Using the program SoundHack by Tom Erbe, we can place a sound anywhere in the binaural (two ears) space. SoundHack does this by convolving the sound with known filter functions that simulate the ITD (interaural time delay) between the two ears.


Close your eyes and listen to the sounds around you. How well can you tell where they’re coming from? Pretty well, hopefully! How do we do that? And how could we use a computer to simulate moving sound so that, for example, we can make a car go screaming across a movie screen or a bass player seem to walk over our heads?
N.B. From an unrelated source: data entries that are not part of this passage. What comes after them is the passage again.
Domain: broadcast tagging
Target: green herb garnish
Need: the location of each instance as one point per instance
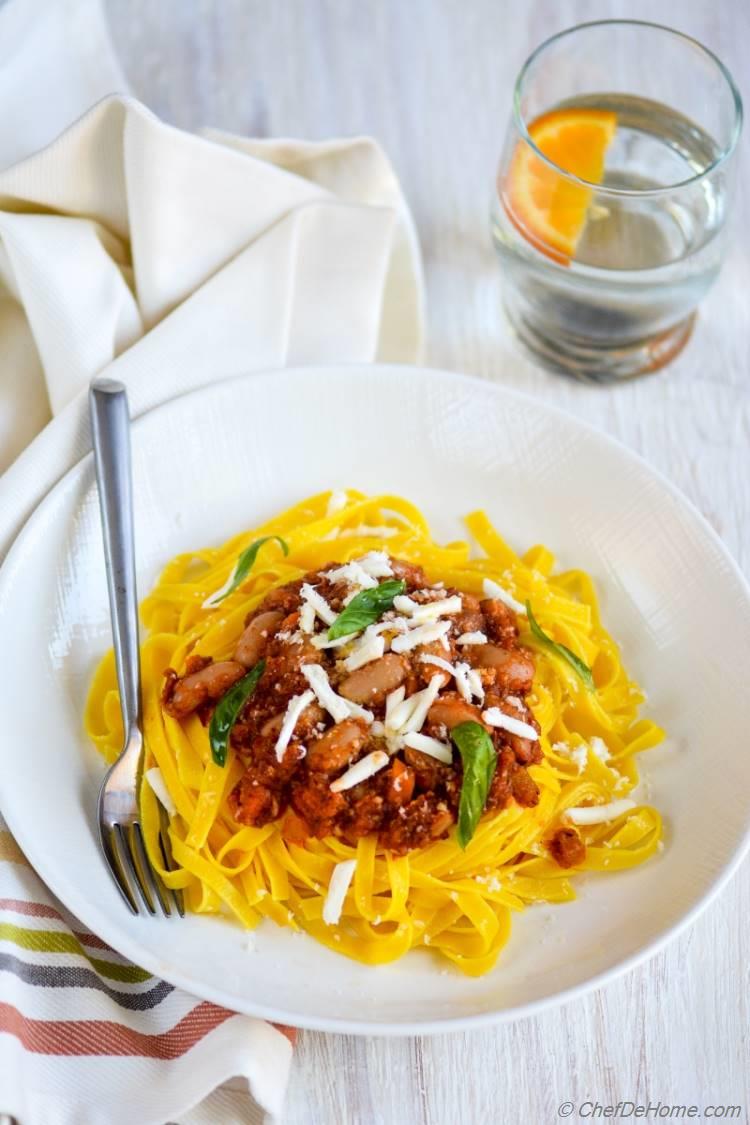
(245, 564)
(479, 761)
(227, 709)
(579, 667)
(366, 609)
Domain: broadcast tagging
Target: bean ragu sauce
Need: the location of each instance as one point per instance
(408, 797)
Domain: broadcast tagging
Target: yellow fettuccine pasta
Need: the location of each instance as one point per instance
(457, 902)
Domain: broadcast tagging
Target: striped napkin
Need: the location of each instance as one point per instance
(292, 253)
(118, 1045)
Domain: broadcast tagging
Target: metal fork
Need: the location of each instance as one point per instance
(119, 822)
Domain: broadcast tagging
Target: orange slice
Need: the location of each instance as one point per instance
(549, 209)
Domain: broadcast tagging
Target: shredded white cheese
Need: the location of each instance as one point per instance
(599, 813)
(467, 681)
(214, 599)
(491, 590)
(371, 647)
(310, 595)
(496, 718)
(155, 779)
(422, 701)
(431, 746)
(423, 635)
(336, 705)
(431, 611)
(366, 767)
(471, 638)
(341, 879)
(307, 618)
(295, 708)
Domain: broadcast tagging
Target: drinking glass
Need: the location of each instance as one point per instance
(610, 213)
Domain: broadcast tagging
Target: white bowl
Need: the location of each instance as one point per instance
(229, 456)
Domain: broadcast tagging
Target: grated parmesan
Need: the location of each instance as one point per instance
(354, 574)
(599, 813)
(336, 705)
(295, 708)
(310, 595)
(341, 879)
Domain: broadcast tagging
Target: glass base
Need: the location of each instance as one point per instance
(602, 365)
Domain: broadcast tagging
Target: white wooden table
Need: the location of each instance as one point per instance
(432, 80)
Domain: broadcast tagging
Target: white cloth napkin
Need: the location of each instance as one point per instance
(165, 260)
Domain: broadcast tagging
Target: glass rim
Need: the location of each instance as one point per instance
(632, 192)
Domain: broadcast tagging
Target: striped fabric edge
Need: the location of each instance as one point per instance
(64, 956)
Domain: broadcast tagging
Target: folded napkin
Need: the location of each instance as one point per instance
(168, 261)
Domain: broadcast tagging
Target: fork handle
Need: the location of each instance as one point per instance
(110, 425)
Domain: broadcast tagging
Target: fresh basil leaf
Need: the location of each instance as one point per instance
(579, 667)
(245, 564)
(227, 709)
(366, 609)
(479, 761)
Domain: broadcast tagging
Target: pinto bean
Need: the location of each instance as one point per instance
(253, 803)
(500, 620)
(336, 748)
(425, 669)
(372, 682)
(451, 711)
(567, 848)
(187, 694)
(252, 644)
(513, 666)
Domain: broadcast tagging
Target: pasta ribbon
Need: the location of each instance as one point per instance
(453, 901)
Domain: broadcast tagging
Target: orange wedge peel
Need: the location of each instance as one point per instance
(548, 208)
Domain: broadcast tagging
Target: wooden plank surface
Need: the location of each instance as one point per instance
(432, 80)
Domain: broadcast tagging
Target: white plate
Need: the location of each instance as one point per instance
(234, 453)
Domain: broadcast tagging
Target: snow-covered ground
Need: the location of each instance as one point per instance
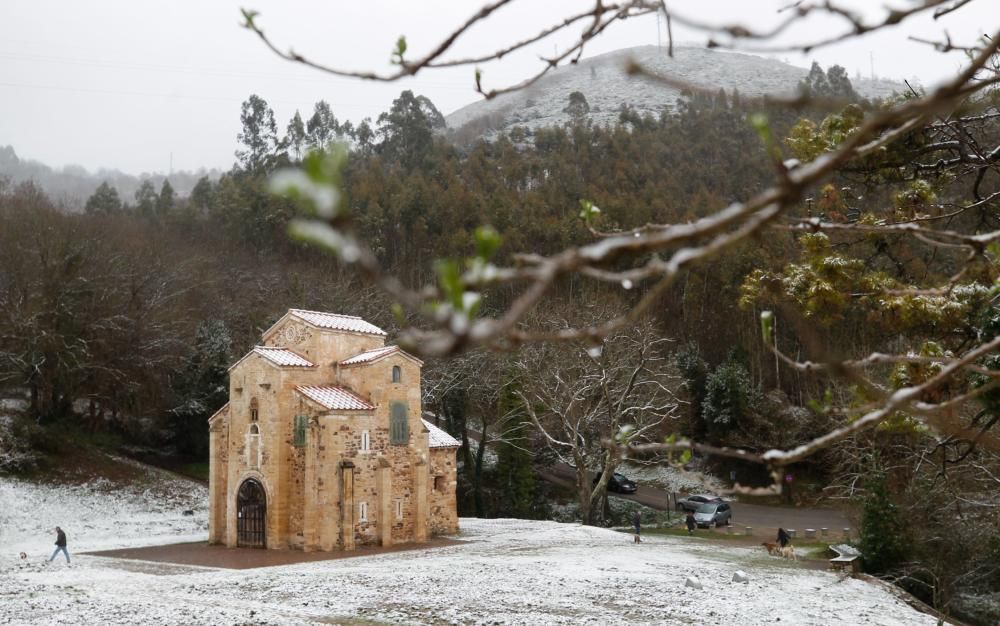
(504, 572)
(670, 479)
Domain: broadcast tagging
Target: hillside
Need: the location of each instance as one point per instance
(602, 81)
(70, 186)
(503, 572)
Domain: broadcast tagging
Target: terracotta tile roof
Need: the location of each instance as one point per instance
(337, 322)
(335, 398)
(374, 355)
(438, 438)
(283, 357)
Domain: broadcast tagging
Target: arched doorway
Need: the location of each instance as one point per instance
(251, 515)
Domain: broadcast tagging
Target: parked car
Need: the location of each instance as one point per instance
(718, 513)
(618, 483)
(692, 502)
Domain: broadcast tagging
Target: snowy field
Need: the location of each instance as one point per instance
(505, 572)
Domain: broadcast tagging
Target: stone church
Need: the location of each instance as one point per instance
(322, 445)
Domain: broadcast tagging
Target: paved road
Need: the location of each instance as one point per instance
(764, 520)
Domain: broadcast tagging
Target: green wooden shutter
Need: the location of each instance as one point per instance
(399, 428)
(301, 421)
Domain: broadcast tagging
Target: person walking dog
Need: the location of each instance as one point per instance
(60, 545)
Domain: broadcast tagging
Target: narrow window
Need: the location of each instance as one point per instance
(399, 429)
(301, 421)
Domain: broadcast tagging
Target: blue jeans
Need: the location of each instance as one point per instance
(58, 550)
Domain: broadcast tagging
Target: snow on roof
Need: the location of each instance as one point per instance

Humans have a pretty complicated system for perceptually locating sounds, involving, among other factors, the relative loudness of the sound in each ear, the time difference between the sound’s arrival in each ear, and the difference in frequency content of the sound as heard by each ear. How would a "cyclaural" (the equivalent of a "cyclops") hear? Most attempts at spatializing, or localizing, recorded sounds make use of some combination of factors involving the two ears on either side of the head.

Simulating Sound Placement

Simulating a loudness difference is pretty simple—if someone standing to your right says your name, their voice is going to sound louder in your right ear than in your left. The simplest way to simulate this volume difference is to increase the volume of the signal in one channel while lowering it in the other—you’ve probably used the pan or balance knob on a car stereo or boombox, which does exactly this. Panning is a fast, cheap, and fairly effective means of localizing a signal, although it can often sound artificial.

Interaural Time Delay (ITD)

Simulating a time difference is a little trickier, but it adds a lot to the realism of the localization. Why would a sound reach your ears at different times? After all, aren’t our ears pretty close together? We’re generally not even aware that this is true: snap your finger on one side of your head, and you’ll think that you hear the sound in both ears at exactly the same time.

But you don’t. Sound moves at a specific speed, and it’s not all that fast (compared to light, anyway): about 345 meters/second. Since your fingers are closer to one ear than the other, the sound waves will arrive at your ears at different times, if only by a small fraction of a second. Since most of us have ears that are quite close together, the time difference is very slight—too small for us to consciously "perceive."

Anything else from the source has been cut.